Case Studies
Four systems from the same platform, each a different engineering challenge. Five years of compounding ownership at Roof Maxx Connect.
Idempotent Batch Processing
Leads Invoice Pipeline · Laravel · Redis · QuickBooks API
Automated weekly invoice generation for 200-300 franchise dealers. One job per dealer, 4-layer idempotency, zero duplicates when accounting accidentally ran billing twice in production.
The Problem
Accounting was manually creating invoices in spreadsheets and uploading them to QuickBooks. It took hours and was error-prone. I automated weekly leads billing for the entire dealer network, but the constraints were real: an inherited database schema I couldn't modify, a live sync layer constantly reading and writing to the same tables, and years of manually-created QuickBooks data with no uniqueness enforcement on invoice numbers.
Job Boundaries: One Per Dealer
Deals are grouped by dealer before job creation. Each job receives all billable deals for a single dealer and produces a single invoice. Not one job per deal (too granular, you'd need coordination to assemble shared invoices). Not one giant batch (a single failure kills everything).

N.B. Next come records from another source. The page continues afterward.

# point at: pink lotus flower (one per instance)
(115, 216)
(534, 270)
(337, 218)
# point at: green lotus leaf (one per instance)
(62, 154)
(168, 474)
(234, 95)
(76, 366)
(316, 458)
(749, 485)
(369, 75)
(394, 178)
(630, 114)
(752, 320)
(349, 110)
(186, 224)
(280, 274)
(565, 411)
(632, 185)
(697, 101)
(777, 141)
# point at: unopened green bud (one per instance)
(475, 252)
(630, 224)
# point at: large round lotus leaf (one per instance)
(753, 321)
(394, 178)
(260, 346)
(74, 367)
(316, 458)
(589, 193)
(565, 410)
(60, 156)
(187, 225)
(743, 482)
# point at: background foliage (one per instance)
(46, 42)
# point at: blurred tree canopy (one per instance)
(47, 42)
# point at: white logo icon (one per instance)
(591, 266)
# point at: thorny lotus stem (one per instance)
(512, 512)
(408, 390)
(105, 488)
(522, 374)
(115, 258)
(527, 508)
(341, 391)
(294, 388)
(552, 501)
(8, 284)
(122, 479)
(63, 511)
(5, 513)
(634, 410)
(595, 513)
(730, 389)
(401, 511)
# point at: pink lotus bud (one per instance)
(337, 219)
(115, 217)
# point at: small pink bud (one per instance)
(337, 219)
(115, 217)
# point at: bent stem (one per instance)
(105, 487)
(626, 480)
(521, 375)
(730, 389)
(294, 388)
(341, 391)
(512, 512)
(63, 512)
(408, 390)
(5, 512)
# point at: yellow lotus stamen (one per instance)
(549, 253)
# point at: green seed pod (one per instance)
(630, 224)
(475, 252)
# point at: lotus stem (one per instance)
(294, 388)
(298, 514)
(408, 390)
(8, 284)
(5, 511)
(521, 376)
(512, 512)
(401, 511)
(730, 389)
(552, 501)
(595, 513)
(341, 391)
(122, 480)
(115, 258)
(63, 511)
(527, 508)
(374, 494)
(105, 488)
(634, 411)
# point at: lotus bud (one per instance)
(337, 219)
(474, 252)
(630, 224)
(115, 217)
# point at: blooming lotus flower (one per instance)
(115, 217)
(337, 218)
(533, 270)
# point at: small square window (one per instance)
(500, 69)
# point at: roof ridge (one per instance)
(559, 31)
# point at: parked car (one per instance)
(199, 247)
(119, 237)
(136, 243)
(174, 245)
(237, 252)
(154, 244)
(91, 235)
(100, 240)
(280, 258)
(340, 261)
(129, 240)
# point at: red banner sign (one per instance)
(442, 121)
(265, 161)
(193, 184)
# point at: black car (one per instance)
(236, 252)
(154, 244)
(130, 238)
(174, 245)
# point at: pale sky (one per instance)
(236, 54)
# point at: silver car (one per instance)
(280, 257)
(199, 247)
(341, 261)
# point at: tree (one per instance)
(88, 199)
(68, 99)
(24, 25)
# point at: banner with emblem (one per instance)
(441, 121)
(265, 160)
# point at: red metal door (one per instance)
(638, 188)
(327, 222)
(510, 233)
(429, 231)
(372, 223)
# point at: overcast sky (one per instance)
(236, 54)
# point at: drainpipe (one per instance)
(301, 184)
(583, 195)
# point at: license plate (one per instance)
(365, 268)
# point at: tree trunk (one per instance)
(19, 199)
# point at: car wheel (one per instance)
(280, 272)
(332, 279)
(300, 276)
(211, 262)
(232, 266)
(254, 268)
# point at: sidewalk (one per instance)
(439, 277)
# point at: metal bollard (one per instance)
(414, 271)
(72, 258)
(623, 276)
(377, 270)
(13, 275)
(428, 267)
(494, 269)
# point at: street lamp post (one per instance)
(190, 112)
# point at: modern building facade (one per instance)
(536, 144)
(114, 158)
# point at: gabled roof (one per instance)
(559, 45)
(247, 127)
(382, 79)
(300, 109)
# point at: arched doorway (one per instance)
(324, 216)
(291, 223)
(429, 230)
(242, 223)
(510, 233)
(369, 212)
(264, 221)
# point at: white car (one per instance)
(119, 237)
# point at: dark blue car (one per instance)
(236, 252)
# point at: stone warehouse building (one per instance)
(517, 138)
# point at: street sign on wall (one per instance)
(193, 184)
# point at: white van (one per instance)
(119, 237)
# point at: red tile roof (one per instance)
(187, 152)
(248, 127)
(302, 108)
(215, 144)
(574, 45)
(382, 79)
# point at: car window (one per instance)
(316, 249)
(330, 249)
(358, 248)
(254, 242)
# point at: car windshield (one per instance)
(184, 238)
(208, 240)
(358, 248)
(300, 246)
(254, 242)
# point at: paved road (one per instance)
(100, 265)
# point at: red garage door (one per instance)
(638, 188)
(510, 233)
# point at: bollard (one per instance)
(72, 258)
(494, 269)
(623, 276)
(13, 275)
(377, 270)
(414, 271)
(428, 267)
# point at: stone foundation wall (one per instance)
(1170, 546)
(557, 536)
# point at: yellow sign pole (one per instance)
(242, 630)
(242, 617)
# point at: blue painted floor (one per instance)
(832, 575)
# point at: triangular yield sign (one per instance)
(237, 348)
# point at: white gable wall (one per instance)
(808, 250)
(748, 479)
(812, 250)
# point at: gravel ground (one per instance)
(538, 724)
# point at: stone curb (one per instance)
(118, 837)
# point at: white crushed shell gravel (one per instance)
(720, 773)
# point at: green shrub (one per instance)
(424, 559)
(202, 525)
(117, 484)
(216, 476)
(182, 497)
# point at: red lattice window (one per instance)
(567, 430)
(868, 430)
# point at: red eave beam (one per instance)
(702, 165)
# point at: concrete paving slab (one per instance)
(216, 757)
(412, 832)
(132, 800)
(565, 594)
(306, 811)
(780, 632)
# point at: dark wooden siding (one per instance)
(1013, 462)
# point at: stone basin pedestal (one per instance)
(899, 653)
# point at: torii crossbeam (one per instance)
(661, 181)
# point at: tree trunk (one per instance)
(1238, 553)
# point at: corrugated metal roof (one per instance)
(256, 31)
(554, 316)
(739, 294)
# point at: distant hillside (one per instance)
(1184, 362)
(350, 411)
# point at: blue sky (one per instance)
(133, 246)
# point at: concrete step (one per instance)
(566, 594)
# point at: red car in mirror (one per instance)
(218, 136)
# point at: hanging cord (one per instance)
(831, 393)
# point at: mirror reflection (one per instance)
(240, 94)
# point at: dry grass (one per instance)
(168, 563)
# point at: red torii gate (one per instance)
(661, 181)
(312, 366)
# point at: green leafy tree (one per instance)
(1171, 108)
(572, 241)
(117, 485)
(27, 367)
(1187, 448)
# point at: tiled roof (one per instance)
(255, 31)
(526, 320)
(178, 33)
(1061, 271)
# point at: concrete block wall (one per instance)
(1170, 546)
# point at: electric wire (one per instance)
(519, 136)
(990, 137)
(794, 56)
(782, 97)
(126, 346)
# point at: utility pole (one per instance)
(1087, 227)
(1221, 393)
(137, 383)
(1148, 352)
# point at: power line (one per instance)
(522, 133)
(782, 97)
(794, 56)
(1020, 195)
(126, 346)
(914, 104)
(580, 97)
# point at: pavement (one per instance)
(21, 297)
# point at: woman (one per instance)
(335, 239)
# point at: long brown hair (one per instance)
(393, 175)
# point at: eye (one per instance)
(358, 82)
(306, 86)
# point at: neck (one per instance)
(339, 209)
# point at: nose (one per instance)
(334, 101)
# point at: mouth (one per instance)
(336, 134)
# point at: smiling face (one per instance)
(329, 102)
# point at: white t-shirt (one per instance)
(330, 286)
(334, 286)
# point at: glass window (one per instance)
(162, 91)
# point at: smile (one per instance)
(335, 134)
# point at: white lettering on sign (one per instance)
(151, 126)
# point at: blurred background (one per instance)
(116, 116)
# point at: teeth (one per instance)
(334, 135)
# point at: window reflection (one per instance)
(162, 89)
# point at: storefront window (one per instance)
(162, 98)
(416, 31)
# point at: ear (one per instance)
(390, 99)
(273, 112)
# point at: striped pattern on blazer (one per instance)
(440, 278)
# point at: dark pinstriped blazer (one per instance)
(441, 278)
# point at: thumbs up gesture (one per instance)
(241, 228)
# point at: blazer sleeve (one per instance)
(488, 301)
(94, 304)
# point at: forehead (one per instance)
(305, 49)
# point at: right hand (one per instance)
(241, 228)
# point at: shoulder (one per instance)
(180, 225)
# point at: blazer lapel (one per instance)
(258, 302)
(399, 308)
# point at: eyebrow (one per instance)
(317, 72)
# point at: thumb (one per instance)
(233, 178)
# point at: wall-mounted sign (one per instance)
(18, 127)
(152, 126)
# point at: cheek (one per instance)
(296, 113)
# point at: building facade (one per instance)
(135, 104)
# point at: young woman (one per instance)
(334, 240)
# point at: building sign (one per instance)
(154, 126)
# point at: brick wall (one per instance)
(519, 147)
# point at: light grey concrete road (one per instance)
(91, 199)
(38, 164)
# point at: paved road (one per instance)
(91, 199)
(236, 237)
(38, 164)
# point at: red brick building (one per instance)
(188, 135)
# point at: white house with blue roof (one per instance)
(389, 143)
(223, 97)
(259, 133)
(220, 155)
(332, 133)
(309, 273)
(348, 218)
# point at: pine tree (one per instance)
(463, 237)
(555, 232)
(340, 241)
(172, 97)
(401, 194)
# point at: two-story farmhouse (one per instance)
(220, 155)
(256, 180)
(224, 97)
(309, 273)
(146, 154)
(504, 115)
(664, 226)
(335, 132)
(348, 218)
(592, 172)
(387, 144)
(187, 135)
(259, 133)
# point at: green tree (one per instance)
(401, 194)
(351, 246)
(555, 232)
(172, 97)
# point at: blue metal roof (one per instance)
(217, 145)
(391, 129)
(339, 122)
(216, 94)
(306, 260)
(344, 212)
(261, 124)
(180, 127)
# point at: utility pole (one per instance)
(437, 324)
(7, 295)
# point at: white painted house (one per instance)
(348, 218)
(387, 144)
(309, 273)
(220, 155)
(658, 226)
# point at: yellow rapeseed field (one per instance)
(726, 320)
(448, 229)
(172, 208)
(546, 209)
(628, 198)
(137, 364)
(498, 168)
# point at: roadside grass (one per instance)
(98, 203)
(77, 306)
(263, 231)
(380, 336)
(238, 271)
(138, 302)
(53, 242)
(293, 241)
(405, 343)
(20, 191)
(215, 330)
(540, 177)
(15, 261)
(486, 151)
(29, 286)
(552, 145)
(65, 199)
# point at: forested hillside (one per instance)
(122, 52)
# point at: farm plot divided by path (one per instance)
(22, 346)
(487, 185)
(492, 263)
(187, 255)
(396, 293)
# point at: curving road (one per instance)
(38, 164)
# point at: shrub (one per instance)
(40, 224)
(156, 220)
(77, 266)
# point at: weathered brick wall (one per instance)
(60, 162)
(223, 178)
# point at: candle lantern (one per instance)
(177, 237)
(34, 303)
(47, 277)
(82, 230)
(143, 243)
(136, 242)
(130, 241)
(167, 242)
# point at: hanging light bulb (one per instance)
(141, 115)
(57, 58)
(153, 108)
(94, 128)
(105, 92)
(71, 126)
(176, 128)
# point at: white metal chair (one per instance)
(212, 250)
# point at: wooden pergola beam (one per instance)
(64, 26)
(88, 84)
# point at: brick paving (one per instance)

Dealer is the right boundary because it matches the business domain (one invoice per dealer per week), provides fault isolation (bad data for dealer A doesn't block dealer B), and enables natural parallelism with no shared state during creation. Five concurrent workers process 200-300 dealer jobs in minutes.
4-Layer Idempotency
Every layer of the system is re-runnable. Run billing twice and you get the same result. Each layer exists because of a specific constraint, not because I read a blog post about idempotency patterns.
Line Item Existence Check
Before creating a line item, the job checks if one already exists for that deal and dealer. Application-level dedup because the inherited schema had no unique constraint, and the table was shared across reporting, sync, and UI systems.
Invoice Number Counter with Row-Level Lock
Invoice numbers are generated from a separate counter table
with
lockForUpdate(). Why a separate table? Locking rows on the main invoices
table would block the sync layer (webhooks and polling) that's
constantly writing to it. The counter table is purpose-built.
Locking a row there only blocks other invoice number
generation, not reads or writes to invoices.
QuickBooks Send Guard
Before pushing an invoice to the QB API, the job checks if a
quickbooks_id
already exists. If QB already has it, the send is skipped.
Prevents duplicate invoices in the accounting system.
Sync-Side Counter Reconciliation
Every QuickBooks sync operation also bumps the invoice number counter. Even when the system can't fully process an incoming invoice (dealer not found locally, for example), it still protects the sequence. Manually-created invoices in QB can't cause collisions because the counter self-heals on every sync.
The Burned Invoice Number Trade-off
Invoice numbers are allocated in a short critical section and committed immediately. If the job later finds no valid line items for a dealer, the empty invoice is deleted, but the number is gone. A gap in the sequence.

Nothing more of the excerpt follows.